Con il suo background provinciale e (relativamente) proletario, Nick si ritrova così integrato suo malgrado in una famiglia all’apparenza calorosa, di cui apprezza l’immediata accettazione senza coglierne il paternalismo e prevederne i costi. Persino la sua omosessualità non sembra essere un problema, nonostante l’ideologia conservatrice del pater familias. Nick può così frequentare l’alta società londinese, coltivare amicizie influenti, raccogliere i capitali necessari a fondare una rivista glamour e nulla sembra mettersi sulla sua strada di mattoni gialli. Nemmeno la sua frequentazione con un giovane nero e realmente proletario sembra costituire un problema, tanto più che l’interessato si toglie di mezzo quando viene a sapere di essere malato di Aids. Nick si consolerà intrecciando una sconclusionata relazione con un ricchissimo rampollo velato e cocainomane, che muore anche lui di Aids.

Nulla sembra muoversi sin quando la famiglia viene travolta da uno scandalo finanziario e sessuale che tronca la carriera di papà Gerald. Le delusioni, i risentimenti, le miserie mai dette dell’intera famiglia sembrano così ripercuotersi su Nick, ingiustamente aggredito da tutti dopo che a sua insaputa i giornali scandalistici hanno indagato sulla sua vita privata onde trarne materia per ulteriori attacchi contro Gerald. Nick risponde come può, a mezza voce e tra i denti, come aveva sempre fatto con gli amici omofobi del padrone di casa, pur rimanendo sempre al suo posto per non perdere i vantaggi conseguiti.

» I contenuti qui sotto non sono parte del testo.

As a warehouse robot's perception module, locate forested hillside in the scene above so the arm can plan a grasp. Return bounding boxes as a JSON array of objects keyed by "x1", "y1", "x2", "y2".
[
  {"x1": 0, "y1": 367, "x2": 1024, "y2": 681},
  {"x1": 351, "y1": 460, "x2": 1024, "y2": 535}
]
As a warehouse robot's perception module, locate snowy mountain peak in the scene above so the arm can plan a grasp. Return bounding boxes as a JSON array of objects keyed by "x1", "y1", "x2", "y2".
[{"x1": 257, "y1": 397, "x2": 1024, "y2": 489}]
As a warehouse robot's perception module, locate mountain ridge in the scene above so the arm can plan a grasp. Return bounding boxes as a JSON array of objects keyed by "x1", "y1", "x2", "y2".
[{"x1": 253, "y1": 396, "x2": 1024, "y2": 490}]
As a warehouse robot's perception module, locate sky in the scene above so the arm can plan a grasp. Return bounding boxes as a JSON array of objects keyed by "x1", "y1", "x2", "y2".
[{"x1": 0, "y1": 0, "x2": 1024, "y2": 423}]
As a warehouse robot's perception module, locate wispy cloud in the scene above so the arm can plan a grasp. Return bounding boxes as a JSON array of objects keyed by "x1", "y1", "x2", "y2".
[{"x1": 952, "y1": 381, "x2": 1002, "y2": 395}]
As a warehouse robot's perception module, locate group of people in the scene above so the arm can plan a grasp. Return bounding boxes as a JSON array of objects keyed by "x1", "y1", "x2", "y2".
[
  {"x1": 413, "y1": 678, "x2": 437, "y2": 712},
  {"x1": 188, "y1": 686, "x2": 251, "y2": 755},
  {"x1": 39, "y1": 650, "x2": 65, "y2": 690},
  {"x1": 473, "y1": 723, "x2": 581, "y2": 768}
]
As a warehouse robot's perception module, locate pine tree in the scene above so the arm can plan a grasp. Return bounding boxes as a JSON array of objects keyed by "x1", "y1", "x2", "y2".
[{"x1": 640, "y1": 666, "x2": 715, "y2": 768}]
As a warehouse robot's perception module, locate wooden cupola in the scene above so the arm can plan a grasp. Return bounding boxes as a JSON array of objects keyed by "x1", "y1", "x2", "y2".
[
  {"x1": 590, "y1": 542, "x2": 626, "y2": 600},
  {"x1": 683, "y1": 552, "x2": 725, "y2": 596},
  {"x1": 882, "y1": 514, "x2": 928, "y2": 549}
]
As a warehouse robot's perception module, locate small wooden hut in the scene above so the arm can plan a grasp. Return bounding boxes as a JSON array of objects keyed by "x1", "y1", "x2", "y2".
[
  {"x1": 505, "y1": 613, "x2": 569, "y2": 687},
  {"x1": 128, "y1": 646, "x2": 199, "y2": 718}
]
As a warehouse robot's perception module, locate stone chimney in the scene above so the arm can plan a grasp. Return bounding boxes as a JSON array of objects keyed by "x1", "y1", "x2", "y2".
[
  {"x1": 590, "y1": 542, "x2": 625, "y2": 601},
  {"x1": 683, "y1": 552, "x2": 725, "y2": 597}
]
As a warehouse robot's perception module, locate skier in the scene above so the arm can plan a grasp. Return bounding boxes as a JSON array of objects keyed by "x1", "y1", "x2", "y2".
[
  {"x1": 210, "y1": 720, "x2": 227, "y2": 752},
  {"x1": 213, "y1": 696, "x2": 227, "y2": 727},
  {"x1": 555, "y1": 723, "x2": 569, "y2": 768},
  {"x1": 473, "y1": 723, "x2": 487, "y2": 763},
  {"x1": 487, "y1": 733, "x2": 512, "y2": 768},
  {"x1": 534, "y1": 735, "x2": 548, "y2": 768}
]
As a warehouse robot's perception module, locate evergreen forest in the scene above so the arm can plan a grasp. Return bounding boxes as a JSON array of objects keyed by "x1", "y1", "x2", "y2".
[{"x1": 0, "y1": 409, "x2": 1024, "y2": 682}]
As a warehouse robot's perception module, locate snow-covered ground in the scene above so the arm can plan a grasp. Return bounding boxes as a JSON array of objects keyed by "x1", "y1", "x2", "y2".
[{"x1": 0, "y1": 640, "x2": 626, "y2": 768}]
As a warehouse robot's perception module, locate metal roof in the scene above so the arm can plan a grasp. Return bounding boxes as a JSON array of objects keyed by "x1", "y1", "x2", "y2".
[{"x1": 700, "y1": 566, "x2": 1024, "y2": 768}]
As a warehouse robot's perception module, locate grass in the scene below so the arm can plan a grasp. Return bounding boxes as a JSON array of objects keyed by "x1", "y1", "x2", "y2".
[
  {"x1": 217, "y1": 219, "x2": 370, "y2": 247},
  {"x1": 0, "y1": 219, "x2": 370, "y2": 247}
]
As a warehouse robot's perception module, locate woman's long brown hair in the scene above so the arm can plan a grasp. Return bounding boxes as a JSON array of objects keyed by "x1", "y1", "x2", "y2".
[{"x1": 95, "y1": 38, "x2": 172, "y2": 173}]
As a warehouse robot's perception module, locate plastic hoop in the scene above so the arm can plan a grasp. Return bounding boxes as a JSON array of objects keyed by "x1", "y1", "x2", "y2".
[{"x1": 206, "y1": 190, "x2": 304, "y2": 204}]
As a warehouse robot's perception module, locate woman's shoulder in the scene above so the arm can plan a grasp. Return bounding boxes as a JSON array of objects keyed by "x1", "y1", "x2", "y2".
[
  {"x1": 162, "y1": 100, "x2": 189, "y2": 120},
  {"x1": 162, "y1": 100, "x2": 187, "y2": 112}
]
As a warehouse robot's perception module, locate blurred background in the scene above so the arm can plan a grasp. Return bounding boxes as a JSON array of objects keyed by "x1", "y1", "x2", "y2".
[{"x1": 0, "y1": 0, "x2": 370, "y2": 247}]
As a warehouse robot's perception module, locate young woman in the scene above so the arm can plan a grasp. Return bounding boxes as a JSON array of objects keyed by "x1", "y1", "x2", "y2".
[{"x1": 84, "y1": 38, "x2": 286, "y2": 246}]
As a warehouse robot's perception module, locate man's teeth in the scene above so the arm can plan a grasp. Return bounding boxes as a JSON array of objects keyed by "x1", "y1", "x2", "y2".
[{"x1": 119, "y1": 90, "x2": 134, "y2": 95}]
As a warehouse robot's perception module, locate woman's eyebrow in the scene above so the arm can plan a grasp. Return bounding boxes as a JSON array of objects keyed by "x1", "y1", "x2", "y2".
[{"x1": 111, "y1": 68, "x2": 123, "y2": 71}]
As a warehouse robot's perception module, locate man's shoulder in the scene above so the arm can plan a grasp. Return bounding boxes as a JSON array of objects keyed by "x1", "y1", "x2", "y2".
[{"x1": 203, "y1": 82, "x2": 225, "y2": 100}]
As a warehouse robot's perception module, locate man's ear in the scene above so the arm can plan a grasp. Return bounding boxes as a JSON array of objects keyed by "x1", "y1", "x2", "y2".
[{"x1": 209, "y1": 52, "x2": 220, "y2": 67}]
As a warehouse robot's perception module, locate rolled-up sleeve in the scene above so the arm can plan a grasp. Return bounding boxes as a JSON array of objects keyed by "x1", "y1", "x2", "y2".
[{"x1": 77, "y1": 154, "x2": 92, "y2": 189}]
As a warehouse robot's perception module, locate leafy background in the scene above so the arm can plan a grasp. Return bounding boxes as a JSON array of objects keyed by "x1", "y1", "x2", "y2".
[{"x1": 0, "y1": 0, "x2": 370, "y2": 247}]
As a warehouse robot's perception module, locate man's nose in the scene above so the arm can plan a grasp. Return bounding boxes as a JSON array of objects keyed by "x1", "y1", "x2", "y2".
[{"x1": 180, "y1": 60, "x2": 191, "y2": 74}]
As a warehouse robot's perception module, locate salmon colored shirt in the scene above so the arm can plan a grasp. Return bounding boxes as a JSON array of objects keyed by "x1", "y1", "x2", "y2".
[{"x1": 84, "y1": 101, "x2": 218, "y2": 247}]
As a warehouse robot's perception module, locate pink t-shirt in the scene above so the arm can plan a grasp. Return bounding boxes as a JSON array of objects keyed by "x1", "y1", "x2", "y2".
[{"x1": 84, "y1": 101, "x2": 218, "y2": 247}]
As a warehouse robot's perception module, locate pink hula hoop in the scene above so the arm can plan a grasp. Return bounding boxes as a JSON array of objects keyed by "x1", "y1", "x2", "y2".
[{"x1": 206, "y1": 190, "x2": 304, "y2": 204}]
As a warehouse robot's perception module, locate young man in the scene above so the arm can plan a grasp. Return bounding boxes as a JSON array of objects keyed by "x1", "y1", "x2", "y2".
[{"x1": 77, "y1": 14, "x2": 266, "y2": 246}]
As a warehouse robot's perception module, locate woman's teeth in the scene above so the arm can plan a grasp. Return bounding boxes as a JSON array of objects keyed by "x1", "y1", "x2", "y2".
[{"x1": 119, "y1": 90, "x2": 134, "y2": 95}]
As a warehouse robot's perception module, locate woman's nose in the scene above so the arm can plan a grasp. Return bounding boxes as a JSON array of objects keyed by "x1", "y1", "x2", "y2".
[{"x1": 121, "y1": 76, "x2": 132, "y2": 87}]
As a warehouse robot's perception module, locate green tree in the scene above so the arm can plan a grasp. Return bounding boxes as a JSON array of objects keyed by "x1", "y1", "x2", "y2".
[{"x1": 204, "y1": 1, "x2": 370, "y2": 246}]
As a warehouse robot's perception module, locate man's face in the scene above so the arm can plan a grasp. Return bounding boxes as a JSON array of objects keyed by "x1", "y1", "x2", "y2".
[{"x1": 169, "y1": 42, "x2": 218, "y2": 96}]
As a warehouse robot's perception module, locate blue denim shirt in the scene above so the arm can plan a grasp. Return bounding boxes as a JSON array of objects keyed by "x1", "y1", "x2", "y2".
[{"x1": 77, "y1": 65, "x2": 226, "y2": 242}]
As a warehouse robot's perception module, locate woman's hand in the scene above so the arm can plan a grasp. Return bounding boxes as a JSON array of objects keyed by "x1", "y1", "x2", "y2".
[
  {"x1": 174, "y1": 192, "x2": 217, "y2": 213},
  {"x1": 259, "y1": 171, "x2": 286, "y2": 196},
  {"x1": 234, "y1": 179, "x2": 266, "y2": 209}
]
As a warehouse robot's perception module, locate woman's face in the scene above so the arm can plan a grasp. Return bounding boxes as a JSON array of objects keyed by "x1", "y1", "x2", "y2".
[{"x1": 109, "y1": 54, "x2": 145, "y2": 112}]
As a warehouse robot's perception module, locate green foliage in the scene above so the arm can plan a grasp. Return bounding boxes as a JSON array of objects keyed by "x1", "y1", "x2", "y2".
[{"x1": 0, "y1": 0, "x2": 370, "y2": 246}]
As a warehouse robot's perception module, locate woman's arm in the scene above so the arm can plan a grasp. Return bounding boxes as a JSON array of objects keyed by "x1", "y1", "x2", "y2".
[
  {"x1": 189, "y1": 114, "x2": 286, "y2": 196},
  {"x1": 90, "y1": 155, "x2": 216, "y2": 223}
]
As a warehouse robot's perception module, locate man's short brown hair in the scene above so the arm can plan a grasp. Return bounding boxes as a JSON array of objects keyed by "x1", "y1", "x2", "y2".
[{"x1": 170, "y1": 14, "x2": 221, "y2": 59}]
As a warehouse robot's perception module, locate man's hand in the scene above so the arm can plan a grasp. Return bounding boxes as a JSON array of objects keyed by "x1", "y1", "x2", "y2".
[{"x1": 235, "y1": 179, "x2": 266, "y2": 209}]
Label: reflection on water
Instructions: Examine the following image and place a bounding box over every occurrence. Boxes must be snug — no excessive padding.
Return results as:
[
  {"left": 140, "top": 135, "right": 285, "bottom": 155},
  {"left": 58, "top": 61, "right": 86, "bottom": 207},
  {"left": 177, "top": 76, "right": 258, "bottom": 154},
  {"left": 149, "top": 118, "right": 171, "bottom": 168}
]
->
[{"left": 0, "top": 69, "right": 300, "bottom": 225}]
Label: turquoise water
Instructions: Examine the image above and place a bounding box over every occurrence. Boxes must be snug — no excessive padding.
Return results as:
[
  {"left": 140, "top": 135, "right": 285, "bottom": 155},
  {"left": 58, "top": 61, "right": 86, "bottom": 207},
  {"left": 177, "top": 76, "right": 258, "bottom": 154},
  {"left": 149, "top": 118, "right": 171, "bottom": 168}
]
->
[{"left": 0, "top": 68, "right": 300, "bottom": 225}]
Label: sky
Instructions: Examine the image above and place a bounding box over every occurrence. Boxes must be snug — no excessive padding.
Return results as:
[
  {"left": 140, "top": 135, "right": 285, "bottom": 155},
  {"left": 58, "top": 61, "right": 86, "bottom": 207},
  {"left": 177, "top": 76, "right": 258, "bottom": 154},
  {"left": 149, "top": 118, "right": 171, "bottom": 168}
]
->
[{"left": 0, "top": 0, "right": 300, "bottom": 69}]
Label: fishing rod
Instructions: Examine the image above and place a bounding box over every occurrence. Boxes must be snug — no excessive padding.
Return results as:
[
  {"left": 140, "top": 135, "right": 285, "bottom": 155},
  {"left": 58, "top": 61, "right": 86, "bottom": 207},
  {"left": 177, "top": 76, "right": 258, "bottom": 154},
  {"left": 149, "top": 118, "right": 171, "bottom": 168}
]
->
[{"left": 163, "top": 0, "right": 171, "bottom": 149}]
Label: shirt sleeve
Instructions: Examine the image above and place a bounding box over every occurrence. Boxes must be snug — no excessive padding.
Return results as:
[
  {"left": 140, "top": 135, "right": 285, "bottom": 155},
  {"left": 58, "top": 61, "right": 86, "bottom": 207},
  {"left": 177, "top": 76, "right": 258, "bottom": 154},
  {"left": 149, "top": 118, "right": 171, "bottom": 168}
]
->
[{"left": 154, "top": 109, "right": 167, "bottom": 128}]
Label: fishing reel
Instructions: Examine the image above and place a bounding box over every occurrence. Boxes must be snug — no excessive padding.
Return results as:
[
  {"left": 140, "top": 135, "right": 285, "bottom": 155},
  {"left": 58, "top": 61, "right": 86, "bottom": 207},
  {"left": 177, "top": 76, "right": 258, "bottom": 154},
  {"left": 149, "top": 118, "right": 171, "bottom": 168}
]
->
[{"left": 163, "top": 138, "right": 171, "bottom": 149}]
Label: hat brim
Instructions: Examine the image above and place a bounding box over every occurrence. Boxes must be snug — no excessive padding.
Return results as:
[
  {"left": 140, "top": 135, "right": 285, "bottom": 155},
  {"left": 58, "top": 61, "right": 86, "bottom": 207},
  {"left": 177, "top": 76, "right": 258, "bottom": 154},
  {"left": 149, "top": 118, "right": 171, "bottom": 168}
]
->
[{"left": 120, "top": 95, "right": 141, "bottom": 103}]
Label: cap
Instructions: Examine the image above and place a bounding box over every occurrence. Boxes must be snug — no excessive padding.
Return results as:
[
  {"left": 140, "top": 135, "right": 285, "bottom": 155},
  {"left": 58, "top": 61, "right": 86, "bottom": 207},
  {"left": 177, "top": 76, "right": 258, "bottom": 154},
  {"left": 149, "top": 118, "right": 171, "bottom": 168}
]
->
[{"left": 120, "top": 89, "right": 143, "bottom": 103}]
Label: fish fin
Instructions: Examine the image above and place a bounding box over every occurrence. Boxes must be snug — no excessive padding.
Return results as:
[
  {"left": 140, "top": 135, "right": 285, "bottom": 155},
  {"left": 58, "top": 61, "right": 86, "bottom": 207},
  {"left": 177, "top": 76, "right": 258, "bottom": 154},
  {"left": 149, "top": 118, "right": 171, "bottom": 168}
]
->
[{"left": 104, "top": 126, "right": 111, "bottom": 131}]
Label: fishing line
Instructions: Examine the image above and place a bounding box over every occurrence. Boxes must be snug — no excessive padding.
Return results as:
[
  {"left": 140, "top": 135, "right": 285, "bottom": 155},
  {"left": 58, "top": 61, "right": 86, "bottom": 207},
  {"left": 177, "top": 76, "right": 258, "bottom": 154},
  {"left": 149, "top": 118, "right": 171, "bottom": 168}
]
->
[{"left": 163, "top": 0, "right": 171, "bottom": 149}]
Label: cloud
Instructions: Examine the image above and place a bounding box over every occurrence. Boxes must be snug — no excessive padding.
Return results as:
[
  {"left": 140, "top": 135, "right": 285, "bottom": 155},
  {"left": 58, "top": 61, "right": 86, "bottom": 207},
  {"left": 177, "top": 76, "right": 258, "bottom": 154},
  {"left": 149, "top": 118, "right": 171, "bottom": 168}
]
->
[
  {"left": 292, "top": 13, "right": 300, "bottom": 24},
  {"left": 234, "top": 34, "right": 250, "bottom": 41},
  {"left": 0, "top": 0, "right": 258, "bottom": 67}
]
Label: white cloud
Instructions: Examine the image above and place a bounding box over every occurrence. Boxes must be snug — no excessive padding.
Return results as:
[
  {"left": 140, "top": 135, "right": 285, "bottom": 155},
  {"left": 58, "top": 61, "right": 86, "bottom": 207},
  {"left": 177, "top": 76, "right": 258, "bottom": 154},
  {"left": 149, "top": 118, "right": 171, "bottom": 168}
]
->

The Line of Beauty termina sullo sfascio della famiglia e sul fallimento di Nick, che se ne va, lasciando in sospeso il test cui si è sottoposto per assicurarsi di non essere a sua volta sieropositivo.

Il problema è che lo spettatore passa tutta la serie a chiedersi perché non l’abbia fatto prima. Non tanto il test (ma anche), quanto lasciare casa Fredden. Infatti, nonostante alcuni affondi nella morale puritana degli anni Ottanta risultino efficaci, perlopiù vicende e personaggi semplicemente mancano di spessore e di interesse sufficienti a giustificare i costi: quelli di Nick nel farsi ospitare da una famiglia malsana che finge di trattarlo come un pari ma non manca mai di rimetterlo al suo posto; quelli dello spettatore nel seguire per tre puntate le vicende di questa Dynasty inglese senza Alexis, cioè senza camp e senza divertimento.

Non è d’aiuto il legnoso Dan Stevens nel ruolo di Nick, mentre Tim McInnerny sa dare sottigliezza al suo Gerald, sebbene da solo non basti a risollevare le sorti di una serie nell’insieme claudicante e meno incisiva di quanto vorrebbe essere nel suo ritratto d’epoca, nonché troppo ambiziosa per le tre ore a disposizione: per farci stare tutto molto deve essere lasciato sottinteso e la generosità delle ellissi non favorisce né la comprensione né il coinvolgimento.